If you visit www.irs.gov and type Schedule C in the search box, you will see some of the expenses allowed. Part of your business responsibility includes keeping accurate business records, during the calendar year (not after), to track your income and expenses. You will be on the “cash basis” of accounting, i.e. you report your writing income when it has actually been received and your expenses when they have been paid.

Most of you hire someone to “prepare” your annual tax return. Many of you keep your participation to an absolute minimum. This is akin to turning in a partially-completed manuscript, replete with grammatical errors, to an editor, and then expecting him or her to return a bestseller to you.

You need to accurately summarize your income and expense records before you meet with your preparer (or do the return yourself). One example: make sure you have added up all your business miles for 2014 and multiplied them by 56 cents per mile. The law requires that you maintain a “contemporaneous” record of your business mileage during the year.
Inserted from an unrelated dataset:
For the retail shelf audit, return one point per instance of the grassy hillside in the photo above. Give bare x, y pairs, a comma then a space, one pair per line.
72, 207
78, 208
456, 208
Get a $5 day-planner at Walmart and put it in your glove compartment. Use it each time you head out on business. Jotting down the beginning and ending odometer readings, and the business purpose, makes you bullet-proof if you are audited. You will be amazed at the total amount of business miles (and very happy with the large expense deduction). Proper recordkeeping in other areas will yield the same results.

In addition to proper recordkeeping, you need to take additional steps to document (or support) your professional (business) status as a writer. A diary of your various business activities will be very helpful. A manuscript submission/rejection/resubmission record will show continuous activity. Attendance at a writer’s club and writing seminars will indicate you are trying to improve your skills. A separate bank account/debit card for the business is critical.

It’s not unusual for any new business to sustain losses during the early years; however, to have those losses allowed, you must be able to demonstrate that you are “active” in the business.